Déjà vu? You may feel you’ve seen the National Portrait Gallery’s new exhibition before. In a sense, you have.
There are 22 contemporary artists in curator Ekow Eshun’s celebration of “Black figuration”, The Time is Always Now. Many, of late, have been centre stage. Hurvin Anderson, Michael Armitage, Lubaina Himid, Claudette Johnson, Jennifer Packer: all, within the past three years, have had solo exhibitions at prominent public galleries. Some artworks in this show now feel almost as familiar to me as my own children. Black artists today aren’t marginalised. They’re mainstream.
Like 2022’s In the Black Fantastic at the Hayward Gallery, which Eshun also curated, this exhibition, then, reflects the ascendancy of a new artistic establishment. Near the start, Thomas J Price’s 9ft-tall gleaming bronze statue of a gym bunny in Nike trainers with braids and a beatific expression stands proud, like a female superhero.
Sometimes, though, familiarity breeds admiration and respect – and so it proves here, if straightforward visual pleasure is your bag. Who could fail to be stirred by Kerry James Marshall’s crisp and confident panels, or three fiery, unforgettable paintings by Michael Armitage, colossal in scale and scope? One, brilliantly, quotes Titian while depicting a tear-gassed crowd.

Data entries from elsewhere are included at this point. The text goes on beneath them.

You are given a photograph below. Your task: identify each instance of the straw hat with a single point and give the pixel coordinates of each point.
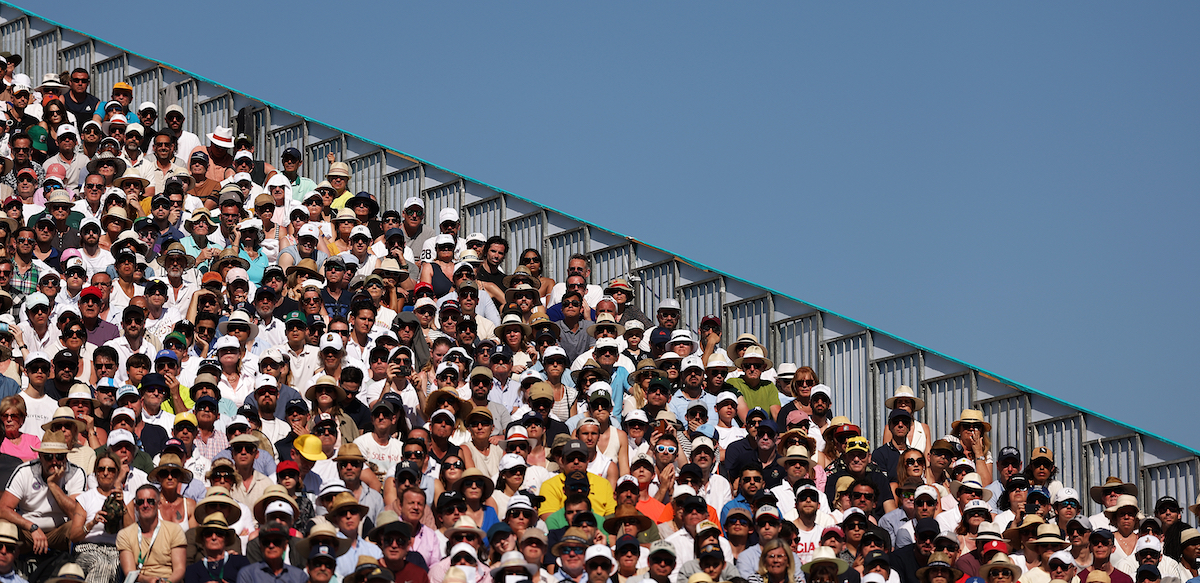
(1048, 534)
(940, 560)
(274, 492)
(474, 474)
(431, 402)
(217, 521)
(605, 319)
(1122, 502)
(54, 443)
(971, 416)
(323, 533)
(825, 554)
(217, 494)
(169, 462)
(1097, 492)
(65, 414)
(999, 562)
(904, 391)
(754, 352)
(627, 511)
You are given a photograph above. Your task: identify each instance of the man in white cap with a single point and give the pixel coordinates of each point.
(448, 224)
(39, 498)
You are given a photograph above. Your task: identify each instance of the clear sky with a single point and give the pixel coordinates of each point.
(1013, 184)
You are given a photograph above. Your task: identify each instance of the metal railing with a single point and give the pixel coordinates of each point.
(862, 365)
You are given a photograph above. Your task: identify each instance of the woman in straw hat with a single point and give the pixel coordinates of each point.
(975, 433)
(106, 515)
(17, 443)
(918, 434)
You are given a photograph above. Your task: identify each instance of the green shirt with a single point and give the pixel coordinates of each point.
(765, 396)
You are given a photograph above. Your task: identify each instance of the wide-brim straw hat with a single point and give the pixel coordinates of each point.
(905, 391)
(486, 484)
(754, 352)
(431, 402)
(1123, 500)
(625, 511)
(169, 462)
(825, 554)
(971, 416)
(1097, 492)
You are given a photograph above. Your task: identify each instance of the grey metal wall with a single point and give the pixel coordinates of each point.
(862, 365)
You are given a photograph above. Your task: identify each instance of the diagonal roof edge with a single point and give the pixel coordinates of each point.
(697, 264)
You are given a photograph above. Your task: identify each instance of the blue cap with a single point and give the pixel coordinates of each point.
(153, 379)
(125, 390)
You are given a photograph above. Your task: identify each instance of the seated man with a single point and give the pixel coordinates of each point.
(40, 498)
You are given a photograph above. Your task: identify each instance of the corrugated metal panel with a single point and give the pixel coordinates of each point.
(316, 157)
(847, 373)
(185, 96)
(448, 196)
(12, 36)
(112, 71)
(1110, 457)
(945, 400)
(1065, 437)
(798, 340)
(888, 374)
(1177, 479)
(288, 137)
(43, 54)
(611, 263)
(79, 55)
(750, 316)
(401, 186)
(261, 120)
(699, 300)
(484, 216)
(215, 112)
(145, 88)
(1008, 416)
(523, 232)
(366, 173)
(658, 283)
(561, 248)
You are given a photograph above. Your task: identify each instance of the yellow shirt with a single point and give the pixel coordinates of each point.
(599, 492)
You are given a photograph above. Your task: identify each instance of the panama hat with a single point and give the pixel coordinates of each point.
(905, 391)
(169, 462)
(1097, 492)
(624, 512)
(971, 416)
(754, 352)
(825, 554)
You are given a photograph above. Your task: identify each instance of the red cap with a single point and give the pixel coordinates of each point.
(993, 546)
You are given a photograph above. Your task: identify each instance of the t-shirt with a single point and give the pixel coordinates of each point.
(34, 498)
(156, 554)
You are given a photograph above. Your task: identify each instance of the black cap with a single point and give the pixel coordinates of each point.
(297, 403)
(876, 558)
(449, 498)
(929, 526)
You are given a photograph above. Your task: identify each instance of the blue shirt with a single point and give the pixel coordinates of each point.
(258, 572)
(347, 562)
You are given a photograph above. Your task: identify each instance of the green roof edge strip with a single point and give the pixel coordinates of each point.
(697, 264)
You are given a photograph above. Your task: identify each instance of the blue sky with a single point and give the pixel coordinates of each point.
(1011, 184)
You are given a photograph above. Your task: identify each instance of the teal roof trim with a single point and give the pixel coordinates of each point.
(697, 264)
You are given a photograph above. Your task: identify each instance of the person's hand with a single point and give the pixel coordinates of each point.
(40, 542)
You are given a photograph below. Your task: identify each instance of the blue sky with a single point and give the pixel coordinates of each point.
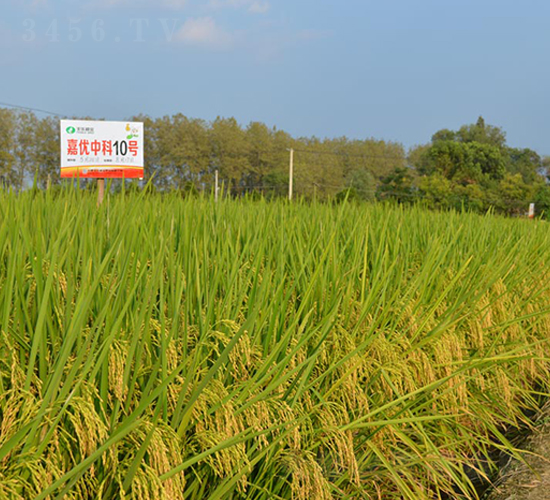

Various tendencies may be discerned. Several artists “reclaim” the black figure as a glamorous subject, favouring spotless surfaces and sleek silhouettes. (An elegant painting – shown in London two years ago – of a soignée young woman with grey skin and coral fingernails, by Michelle Obama’s portraitist Amy Sherald, typifies this approach.) Others grapple with the canon of Western European painting. Stillness, melancholy, and a sort of dignified stylishness characterise the early stages.